Some considerations that might help you decide:
In a typical pier application, deflection is independent of weight. Deflection is the same whether the load is 30# or 300#.
High performance piers are necessarily heavy. No economical way around that. But, there are ways to safely handle a heavy pier without equipment - even with only one person. You only have to move one end at a time.
Clay + water = movement. It's nice to get below the most active surface soils but it's no crisis. It just means you may be touching up PA every now and then.
Multi-section piers can be fine if you use enough bolts in the connection so that the pieces can be considered bonded and therefore a single unit after assembly. The down side is cost. Each section cost about the same as a whole pier due to fabrication of additional plates.

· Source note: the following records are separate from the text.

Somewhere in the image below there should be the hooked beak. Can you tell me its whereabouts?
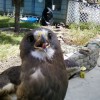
[34,34,50,51]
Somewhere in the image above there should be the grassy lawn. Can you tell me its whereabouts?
[0,16,40,28]
[0,32,23,60]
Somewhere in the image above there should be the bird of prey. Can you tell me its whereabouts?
[17,28,68,100]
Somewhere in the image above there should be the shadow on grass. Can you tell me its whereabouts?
[0,34,21,45]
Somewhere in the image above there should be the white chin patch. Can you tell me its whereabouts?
[31,48,55,60]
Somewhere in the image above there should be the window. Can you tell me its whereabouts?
[12,0,24,7]
[45,0,62,11]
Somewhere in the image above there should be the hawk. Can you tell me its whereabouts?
[17,28,68,100]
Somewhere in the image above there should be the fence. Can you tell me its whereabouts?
[67,1,100,24]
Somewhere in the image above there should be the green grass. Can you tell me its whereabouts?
[0,32,24,60]
[0,16,40,29]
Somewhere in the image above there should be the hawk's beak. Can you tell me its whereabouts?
[34,34,50,50]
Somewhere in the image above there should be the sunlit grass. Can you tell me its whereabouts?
[0,32,23,60]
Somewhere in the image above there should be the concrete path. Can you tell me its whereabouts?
[65,67,100,100]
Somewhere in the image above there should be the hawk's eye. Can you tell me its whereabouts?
[48,33,52,39]
[28,35,34,42]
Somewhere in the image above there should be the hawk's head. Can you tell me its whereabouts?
[20,28,61,60]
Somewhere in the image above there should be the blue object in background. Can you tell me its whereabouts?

Multi-piece piers can be fine but there is little weight savings for the same performance and the cost is very much higher. Connection design is different, as well as some other things, but it can certainly be done.
The ATS tripod has a small foot radius so instead of 3 independent footings, you could enlarge the pier cap a bit and catch all 3 legs on one foundation.
Tripods are an excellent structural shape but we introduce problems when we make them portable. Stiffness is sacrificed for lighter weight (aluminum is 3x more flexible than steel) and in all the hinges and connections for folding can be sources of arcsec deflection.
Another option is to use the tripod since you already have it and see if it meets your needs. Tighten all the joints or put them in a bind so that it is no longer collapsible to try to take out any wiggle. If that works for you, you can attach the legs to the foundation with some clip angles.
No need to be concerned about resonance. Everything vibrates. Even the back of your eye has a resonant frequency. A telescope pier has not one but several modal frequencies. Fundamental frequency corresponding to first modal shape is called natural frequency of the system. Increasing stiffness increases the natural frequency. Increasing the mass decreases the natural frequency. An increase in the damping diminishes the peak response but broadens the response range. What does this mean to a properly designed telescope pier? Absolutely Nothing! Since the magnitude of the vibration is less than the deflection, less than the camera can detect, it doesn’t matter if it’s vibrating at 40 Hz, 400 Hz, or 4,000 Hz.